Andrew Sean Greer: That’s hard. I was so young when I was in New York. I certainly wrote a lot. But last time I was here I found it really distracting. It was hard to stay indoors because I wanted to be out all the time. I think the most important thing is to just get a ritual down wherever you are.
Question: What is your writing process?
Andrew Sean Greer: The process. Well, there’s two parts to it. There’s the long-term process of a novel and then there’s the daily stuff. You know, it’s like planning for a marathon. You set up your training schedule, you know, you have your idea and I plot it out, I make a huge outline of it and then I work every day about 9:00 to 2:00 or 3:00. I have to get three pages done every day and there’s usually a point about 150 pages in where everything falls apart, where all the plans are for naught. The book has become something else and I have a nervous breakdown and then I submit to what the book has become and I keep going and that’s a terrible and then a great time. No one likes to be around me during that.
Question: What is your advice to young writers?
Andrew Sean Greer: It’s so hard to know what to tell people. I mean, I really think it’s just what everyone says, it’s a willpower kind of a game because the weirdest part in graduate school was that the most talented writers were not the ones that became writers, it was dogged ones and that’s actually talent too, I guess. Is just being willing to go every day and stay there until the pages appear every day. I tell this to my students too. I’m, like, I know you can write a short story overnight, but that’s not the job. It’s not a long-term skill. You need to write a short story over a month, every month, and I think that’s it.
Question: Was graduate school the right decision?
Andrew Sean Greer: It was. I don’t think it’s the right decision for everyone. You know, I was coming from New York, I couldn’t afford anything. I was having a hard time figuring how to be a writer here and going to Montana was a very attractive, completely different plan and it worked out great for me, but I’m not sure it helped my writing, you know. Because you have a committee of people who are also young like you and don’t really know how to do it well either, so it’s a funny committee to be submitting your work to. You have to really know, be confident in what you’re doing because I wasn’t writing like anyone else there and that was hard for me to figure out and it’s destructive to a novel for sure because you meet every week with part of a novel. Really what
you should tell a novelist is keep going until you finish the draft. Don’t show it to anyone.

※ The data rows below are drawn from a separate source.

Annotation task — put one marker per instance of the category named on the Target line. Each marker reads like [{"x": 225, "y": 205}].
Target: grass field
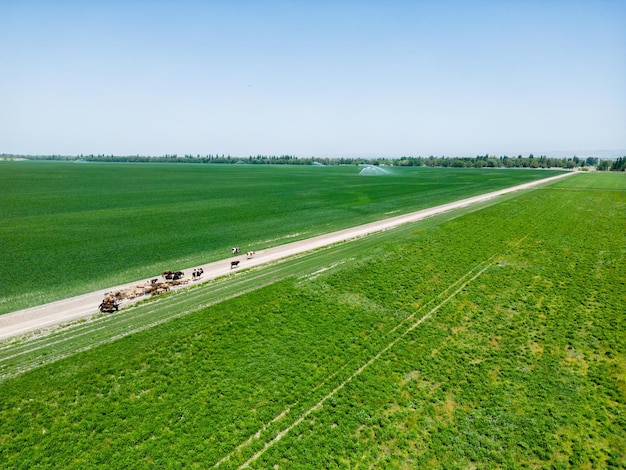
[
  {"x": 68, "y": 228},
  {"x": 489, "y": 338}
]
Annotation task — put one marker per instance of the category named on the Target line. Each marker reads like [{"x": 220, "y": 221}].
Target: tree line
[{"x": 480, "y": 161}]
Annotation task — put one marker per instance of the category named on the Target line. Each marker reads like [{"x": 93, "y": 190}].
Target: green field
[
  {"x": 490, "y": 337},
  {"x": 68, "y": 228}
]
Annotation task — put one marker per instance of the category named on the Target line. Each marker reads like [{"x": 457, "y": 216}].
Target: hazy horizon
[{"x": 313, "y": 79}]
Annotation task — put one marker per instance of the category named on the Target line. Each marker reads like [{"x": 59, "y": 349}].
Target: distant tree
[{"x": 619, "y": 164}]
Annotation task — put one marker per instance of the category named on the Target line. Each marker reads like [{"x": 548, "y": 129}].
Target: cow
[{"x": 197, "y": 274}]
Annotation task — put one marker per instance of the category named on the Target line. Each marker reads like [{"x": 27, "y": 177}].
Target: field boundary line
[{"x": 373, "y": 359}]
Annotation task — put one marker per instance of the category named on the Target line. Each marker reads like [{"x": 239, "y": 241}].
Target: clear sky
[{"x": 312, "y": 78}]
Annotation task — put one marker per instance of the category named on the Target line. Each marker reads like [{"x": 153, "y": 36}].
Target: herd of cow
[{"x": 112, "y": 300}]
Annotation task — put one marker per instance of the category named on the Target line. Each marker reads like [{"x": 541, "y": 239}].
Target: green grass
[
  {"x": 486, "y": 338},
  {"x": 67, "y": 228}
]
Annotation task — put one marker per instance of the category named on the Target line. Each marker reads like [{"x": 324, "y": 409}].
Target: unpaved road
[{"x": 63, "y": 311}]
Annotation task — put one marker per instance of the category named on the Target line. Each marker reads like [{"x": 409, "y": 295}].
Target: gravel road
[{"x": 63, "y": 311}]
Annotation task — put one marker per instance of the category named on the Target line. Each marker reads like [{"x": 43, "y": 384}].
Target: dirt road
[{"x": 63, "y": 311}]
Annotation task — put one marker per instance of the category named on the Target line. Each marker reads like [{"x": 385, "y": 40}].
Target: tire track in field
[{"x": 457, "y": 285}]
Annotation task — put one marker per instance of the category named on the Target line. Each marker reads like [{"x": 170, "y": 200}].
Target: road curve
[{"x": 63, "y": 311}]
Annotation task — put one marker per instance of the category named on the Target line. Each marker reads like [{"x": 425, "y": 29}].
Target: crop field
[
  {"x": 68, "y": 228},
  {"x": 490, "y": 337}
]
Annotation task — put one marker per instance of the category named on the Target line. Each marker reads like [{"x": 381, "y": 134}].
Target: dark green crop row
[
  {"x": 494, "y": 339},
  {"x": 68, "y": 228}
]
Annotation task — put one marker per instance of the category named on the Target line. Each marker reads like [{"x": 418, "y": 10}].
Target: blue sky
[{"x": 318, "y": 78}]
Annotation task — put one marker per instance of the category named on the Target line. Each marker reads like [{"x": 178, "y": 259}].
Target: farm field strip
[
  {"x": 35, "y": 350},
  {"x": 80, "y": 228},
  {"x": 40, "y": 315},
  {"x": 458, "y": 286},
  {"x": 488, "y": 340},
  {"x": 86, "y": 334}
]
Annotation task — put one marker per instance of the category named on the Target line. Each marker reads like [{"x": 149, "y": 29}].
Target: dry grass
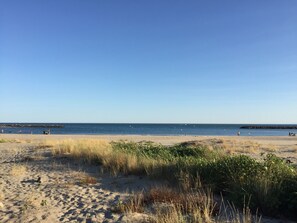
[
  {"x": 170, "y": 205},
  {"x": 18, "y": 170},
  {"x": 101, "y": 152},
  {"x": 88, "y": 180}
]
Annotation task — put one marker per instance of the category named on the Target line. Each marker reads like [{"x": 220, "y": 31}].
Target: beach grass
[{"x": 270, "y": 184}]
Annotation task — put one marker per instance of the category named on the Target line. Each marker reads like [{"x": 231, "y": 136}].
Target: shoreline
[{"x": 166, "y": 140}]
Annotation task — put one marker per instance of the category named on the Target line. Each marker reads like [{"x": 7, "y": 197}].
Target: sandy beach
[{"x": 37, "y": 187}]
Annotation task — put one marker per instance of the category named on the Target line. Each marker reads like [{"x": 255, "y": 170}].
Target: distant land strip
[
  {"x": 269, "y": 127},
  {"x": 30, "y": 126}
]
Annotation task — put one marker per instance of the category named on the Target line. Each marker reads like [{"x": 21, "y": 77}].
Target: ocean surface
[{"x": 148, "y": 129}]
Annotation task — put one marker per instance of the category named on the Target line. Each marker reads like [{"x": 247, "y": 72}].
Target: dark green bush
[{"x": 269, "y": 186}]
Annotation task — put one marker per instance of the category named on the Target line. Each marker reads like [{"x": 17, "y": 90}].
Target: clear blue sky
[{"x": 201, "y": 61}]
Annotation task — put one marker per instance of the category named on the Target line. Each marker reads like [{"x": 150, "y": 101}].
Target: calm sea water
[{"x": 151, "y": 129}]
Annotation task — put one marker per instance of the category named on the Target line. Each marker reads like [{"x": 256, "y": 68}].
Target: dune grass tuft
[{"x": 270, "y": 184}]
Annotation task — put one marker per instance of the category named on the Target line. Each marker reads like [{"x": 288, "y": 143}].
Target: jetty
[
  {"x": 23, "y": 125},
  {"x": 269, "y": 127}
]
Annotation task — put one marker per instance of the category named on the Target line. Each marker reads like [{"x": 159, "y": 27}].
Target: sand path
[{"x": 64, "y": 194}]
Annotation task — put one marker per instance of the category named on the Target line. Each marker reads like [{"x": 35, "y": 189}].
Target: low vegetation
[{"x": 269, "y": 186}]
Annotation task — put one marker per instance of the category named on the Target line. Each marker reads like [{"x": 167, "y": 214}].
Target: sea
[{"x": 146, "y": 129}]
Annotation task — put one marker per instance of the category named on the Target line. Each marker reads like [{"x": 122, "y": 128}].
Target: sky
[{"x": 148, "y": 61}]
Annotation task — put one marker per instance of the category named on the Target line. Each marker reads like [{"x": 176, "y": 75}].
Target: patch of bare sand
[
  {"x": 73, "y": 192},
  {"x": 36, "y": 187}
]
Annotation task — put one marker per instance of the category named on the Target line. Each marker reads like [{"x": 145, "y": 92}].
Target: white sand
[{"x": 63, "y": 196}]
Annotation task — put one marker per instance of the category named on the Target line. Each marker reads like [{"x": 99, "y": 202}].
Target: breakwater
[
  {"x": 269, "y": 127},
  {"x": 14, "y": 125}
]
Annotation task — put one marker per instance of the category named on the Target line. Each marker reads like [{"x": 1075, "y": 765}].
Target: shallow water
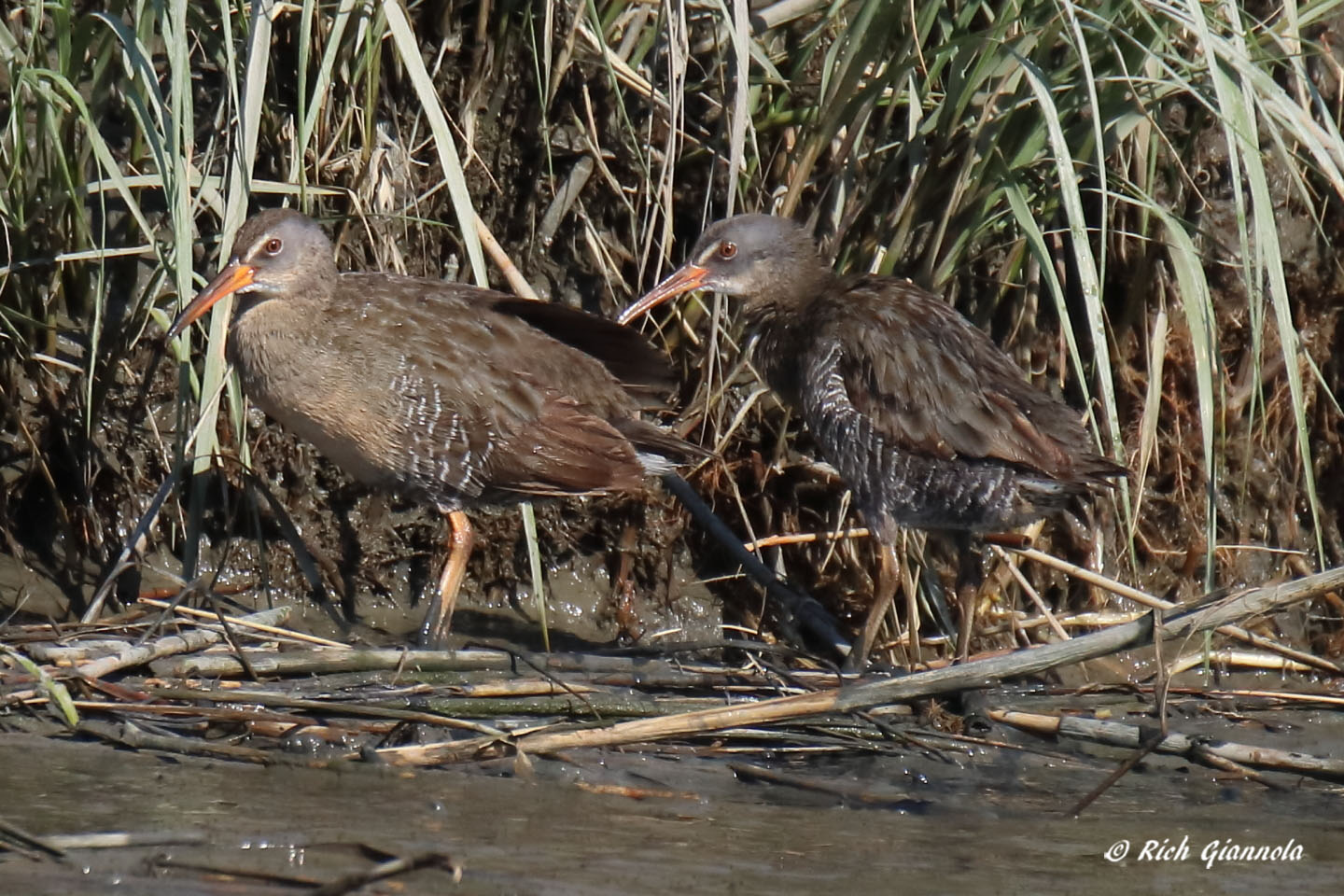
[{"x": 981, "y": 819}]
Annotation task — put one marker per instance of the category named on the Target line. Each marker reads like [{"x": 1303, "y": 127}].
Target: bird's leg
[
  {"x": 969, "y": 575},
  {"x": 440, "y": 615},
  {"x": 883, "y": 594}
]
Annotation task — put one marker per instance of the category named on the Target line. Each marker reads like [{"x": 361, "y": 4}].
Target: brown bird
[
  {"x": 925, "y": 418},
  {"x": 441, "y": 391}
]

Question: Do trees enable writing?
Andrew Sean Greer: Oh, in Montana? Yeah, it was great, but then also, it was pretty cold, dark winters. I guess that helps novel writing too historically, but it also helps drinking, you know, at those times, but maybe that helps a novel too. But I love it. I go every year and stay for a long time. I love going to writers’ colonies in pastoral settings where there’s nothing to do, but either walk around or read a book or work on your book and they all seem helpful.
Question: What’s your favorite writers colony?

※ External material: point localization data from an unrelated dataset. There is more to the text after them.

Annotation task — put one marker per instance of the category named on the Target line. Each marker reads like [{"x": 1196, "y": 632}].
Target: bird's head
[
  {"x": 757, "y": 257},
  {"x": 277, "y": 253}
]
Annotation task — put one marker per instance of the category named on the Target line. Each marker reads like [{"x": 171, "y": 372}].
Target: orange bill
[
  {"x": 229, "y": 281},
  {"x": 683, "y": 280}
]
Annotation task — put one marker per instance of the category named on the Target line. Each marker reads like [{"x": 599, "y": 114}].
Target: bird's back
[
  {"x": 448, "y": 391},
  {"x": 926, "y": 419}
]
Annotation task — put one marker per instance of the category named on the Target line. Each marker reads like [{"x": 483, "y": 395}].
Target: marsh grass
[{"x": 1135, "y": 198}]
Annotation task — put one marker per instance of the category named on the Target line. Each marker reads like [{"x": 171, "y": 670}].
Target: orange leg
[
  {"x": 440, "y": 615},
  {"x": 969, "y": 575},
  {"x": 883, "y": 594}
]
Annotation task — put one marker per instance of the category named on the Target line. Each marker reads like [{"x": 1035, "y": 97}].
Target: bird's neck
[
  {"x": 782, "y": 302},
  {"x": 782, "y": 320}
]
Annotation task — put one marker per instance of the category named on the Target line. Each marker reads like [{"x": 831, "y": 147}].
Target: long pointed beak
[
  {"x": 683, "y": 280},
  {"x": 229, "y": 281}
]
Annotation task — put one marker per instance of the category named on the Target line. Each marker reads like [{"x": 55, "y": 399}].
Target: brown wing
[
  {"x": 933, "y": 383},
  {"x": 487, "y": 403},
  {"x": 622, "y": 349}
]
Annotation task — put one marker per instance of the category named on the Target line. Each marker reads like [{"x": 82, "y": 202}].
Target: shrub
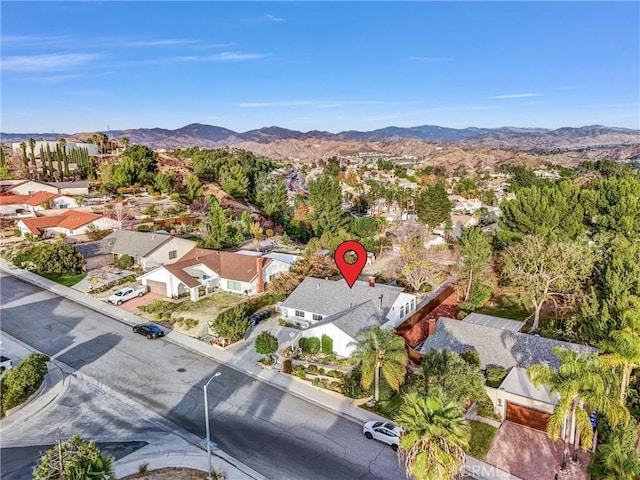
[
  {"x": 352, "y": 388},
  {"x": 495, "y": 376},
  {"x": 471, "y": 357},
  {"x": 312, "y": 345},
  {"x": 23, "y": 381},
  {"x": 287, "y": 366},
  {"x": 327, "y": 344}
]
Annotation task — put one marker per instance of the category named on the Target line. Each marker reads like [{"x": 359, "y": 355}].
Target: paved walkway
[{"x": 242, "y": 357}]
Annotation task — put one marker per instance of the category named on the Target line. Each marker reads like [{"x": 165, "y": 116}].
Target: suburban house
[
  {"x": 14, "y": 205},
  {"x": 500, "y": 343},
  {"x": 29, "y": 187},
  {"x": 327, "y": 307},
  {"x": 71, "y": 222},
  {"x": 201, "y": 271},
  {"x": 148, "y": 249}
]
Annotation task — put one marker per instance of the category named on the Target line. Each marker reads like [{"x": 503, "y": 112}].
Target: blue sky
[{"x": 82, "y": 66}]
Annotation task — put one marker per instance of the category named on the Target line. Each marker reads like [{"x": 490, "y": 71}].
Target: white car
[{"x": 385, "y": 432}]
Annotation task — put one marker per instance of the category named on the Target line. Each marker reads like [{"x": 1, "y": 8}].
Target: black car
[
  {"x": 149, "y": 330},
  {"x": 259, "y": 316}
]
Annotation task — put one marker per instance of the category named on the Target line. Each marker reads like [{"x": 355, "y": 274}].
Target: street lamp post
[{"x": 206, "y": 416}]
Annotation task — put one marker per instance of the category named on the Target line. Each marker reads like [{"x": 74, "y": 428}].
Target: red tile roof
[{"x": 71, "y": 220}]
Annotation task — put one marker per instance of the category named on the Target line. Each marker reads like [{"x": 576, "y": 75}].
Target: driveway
[
  {"x": 132, "y": 305},
  {"x": 531, "y": 455}
]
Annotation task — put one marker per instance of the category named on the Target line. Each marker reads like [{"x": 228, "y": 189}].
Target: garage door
[
  {"x": 527, "y": 416},
  {"x": 157, "y": 287}
]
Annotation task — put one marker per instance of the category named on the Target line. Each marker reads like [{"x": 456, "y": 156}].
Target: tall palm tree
[
  {"x": 625, "y": 348},
  {"x": 32, "y": 147},
  {"x": 583, "y": 386},
  {"x": 381, "y": 350},
  {"x": 434, "y": 439}
]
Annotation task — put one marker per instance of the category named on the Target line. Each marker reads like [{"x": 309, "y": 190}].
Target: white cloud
[
  {"x": 47, "y": 62},
  {"x": 518, "y": 95},
  {"x": 429, "y": 59}
]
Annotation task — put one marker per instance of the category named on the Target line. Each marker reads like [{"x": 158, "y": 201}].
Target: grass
[
  {"x": 66, "y": 280},
  {"x": 481, "y": 438},
  {"x": 506, "y": 306}
]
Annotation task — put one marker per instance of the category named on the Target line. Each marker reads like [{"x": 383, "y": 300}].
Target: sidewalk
[{"x": 242, "y": 358}]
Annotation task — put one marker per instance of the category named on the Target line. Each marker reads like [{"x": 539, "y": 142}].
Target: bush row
[{"x": 23, "y": 381}]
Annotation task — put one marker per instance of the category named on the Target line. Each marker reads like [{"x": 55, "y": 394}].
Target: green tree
[
  {"x": 458, "y": 380},
  {"x": 624, "y": 349},
  {"x": 32, "y": 148},
  {"x": 546, "y": 270},
  {"x": 583, "y": 385},
  {"x": 234, "y": 180},
  {"x": 433, "y": 205},
  {"x": 165, "y": 182},
  {"x": 550, "y": 211},
  {"x": 381, "y": 351},
  {"x": 192, "y": 189},
  {"x": 475, "y": 250},
  {"x": 436, "y": 436},
  {"x": 74, "y": 459},
  {"x": 617, "y": 459},
  {"x": 266, "y": 344},
  {"x": 325, "y": 198}
]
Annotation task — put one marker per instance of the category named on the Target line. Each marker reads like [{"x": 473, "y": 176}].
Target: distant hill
[{"x": 528, "y": 139}]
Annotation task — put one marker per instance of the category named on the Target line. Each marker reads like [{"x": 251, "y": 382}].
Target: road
[{"x": 276, "y": 434}]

Andrew Sean Greer: In New Hampshire, the McDowell colony. I’m going there in a month. Yeah, can’t wait. Because you work all day and produce so much work and it doesn’t feel like work. It just feels like when you start out writing and you just want to write all the time and you’re just so excited about everything you’re doing. It feels like that again and it’s hard to recreate because a lot of times it feels like a job like you’re building something really huge.